In the short term, I’d focus on integrating Bitcoin into commonly used financial products. That’s the first step — making it easier and more useful for people to hold and leverage Bitcoin within the existing financial system.

With the threat of tariffs and a potential recession on everyone’s mind, how can Bitcoin alleviate fears of economic uncertainty?

We need to start by understanding the real purpose of the tariffs. They’re not designed to reduce American consumption — quite the opposite. They’re meant to create fiscal space so that the US can increase consumption by reducing its debt burden.

The goal is to use tariffs as a negotiation tool, encouraging other countries to absorb some of the US’s debt, thereby lowering the 10-year yield. Consumption is deeply embedded in American culture, from branding and sponsorships to influencer marketing and social media-fuelled spending. It’s not just economic; it’s cultural.

So, where does Bitcoin come in? Bitcoin acts as a form of resistance during trade negotiations. Yes, in the short term, countries may have to accept the terms the US imposes. But holding Bitcoin quietly, as a kind of financial insurance, is a form of long-term protection against fiscal irresponsibility.

Would you then say Bitcoin adoption could strengthen trust in the Singapore dollar, particularly in a recession?

Absolutely, but it’s a nuanced issue. The Singapore dollar (SGD) is already a very well-managed currency. We have a strong AAA rating, and our bonds are consistently oversubscribed, allowing us to offer low yields. Bitcoin adoption could indeed strengthen the SGD, but there’s a flip side.

Investors might start buying up SGD as a proxy for Bitcoin exposure, pushing the currency higher. This speculative demand could be very powerful if harnessed properly. It’s not just about buying and holding SGD — it’s about circulation. If we use Bitcoin to back CPF-linked savings and create Bitcoin-denominated financial products, institutions might start seeing SGD as a kind of beta to Bitcoin, but without the volatility of the US dollar.
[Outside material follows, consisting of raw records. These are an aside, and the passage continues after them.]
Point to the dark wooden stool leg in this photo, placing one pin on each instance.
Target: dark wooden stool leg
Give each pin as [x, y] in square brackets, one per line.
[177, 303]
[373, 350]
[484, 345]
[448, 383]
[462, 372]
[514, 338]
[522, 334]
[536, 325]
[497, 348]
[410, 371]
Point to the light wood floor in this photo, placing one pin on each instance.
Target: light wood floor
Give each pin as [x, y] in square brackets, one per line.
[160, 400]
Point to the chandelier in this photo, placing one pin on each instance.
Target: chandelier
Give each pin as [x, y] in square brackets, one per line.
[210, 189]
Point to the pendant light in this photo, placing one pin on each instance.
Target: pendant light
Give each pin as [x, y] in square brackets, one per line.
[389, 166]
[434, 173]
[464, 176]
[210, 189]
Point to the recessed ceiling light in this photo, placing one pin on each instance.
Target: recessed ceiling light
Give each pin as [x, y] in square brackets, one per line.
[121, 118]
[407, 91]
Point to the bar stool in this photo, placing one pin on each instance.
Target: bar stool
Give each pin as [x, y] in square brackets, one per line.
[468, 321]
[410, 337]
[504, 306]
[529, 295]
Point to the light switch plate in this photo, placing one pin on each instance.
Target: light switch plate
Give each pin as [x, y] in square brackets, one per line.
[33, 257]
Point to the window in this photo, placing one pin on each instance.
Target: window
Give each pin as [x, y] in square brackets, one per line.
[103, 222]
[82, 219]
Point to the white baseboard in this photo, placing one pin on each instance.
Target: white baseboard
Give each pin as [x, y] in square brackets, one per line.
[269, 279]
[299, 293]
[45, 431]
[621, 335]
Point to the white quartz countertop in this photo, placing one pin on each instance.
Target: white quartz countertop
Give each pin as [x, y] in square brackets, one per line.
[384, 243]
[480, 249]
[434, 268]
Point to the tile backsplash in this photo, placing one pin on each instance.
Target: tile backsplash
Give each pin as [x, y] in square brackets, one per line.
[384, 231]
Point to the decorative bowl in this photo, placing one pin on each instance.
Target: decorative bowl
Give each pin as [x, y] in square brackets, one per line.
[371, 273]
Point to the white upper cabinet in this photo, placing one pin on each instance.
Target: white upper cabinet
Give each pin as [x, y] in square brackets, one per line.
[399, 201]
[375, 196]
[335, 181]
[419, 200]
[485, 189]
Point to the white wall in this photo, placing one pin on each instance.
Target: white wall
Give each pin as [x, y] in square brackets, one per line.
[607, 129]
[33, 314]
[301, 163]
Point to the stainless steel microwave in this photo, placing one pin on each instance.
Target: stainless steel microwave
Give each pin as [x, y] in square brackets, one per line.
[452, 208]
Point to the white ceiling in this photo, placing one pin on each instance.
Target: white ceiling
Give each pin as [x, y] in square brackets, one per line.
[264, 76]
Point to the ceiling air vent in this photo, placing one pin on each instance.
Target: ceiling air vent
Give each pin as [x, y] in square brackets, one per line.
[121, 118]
That improves our financial credibility, strengthens our currency, and helps shield us from inflation — even though we still settle critical imports like energy and food in USD. It’s a strategic positioning that could redefine Singapore’s role in the global economy.

If elected, would you introduce pro-Bitcoin policies in your constituency?

I would start by introducing programmes focused on education and engagement around how CPF structures can evolve in relation to Bitcoin. But it’s also important to recognise where my residents are coming from.

In my constituency, around 73% of residents live in private property, and social mobility here is the second highest in Singapore. So what they need is support in maintaining the standard of living they’ve worked hard to achieve.

The focus here isn’t radical change, it’s about continuity. They’re looking to preserve stability, and to ensure that their way of life remains sustainable. That’s what matters to them.

Lastly, do you have any parting words for your voters in Mountbatten SMC?

Let’s find out the best way to have inflation-proof assets and inflation-proof pension funds, and we’ll do it together. Mountbatten, let’s do it.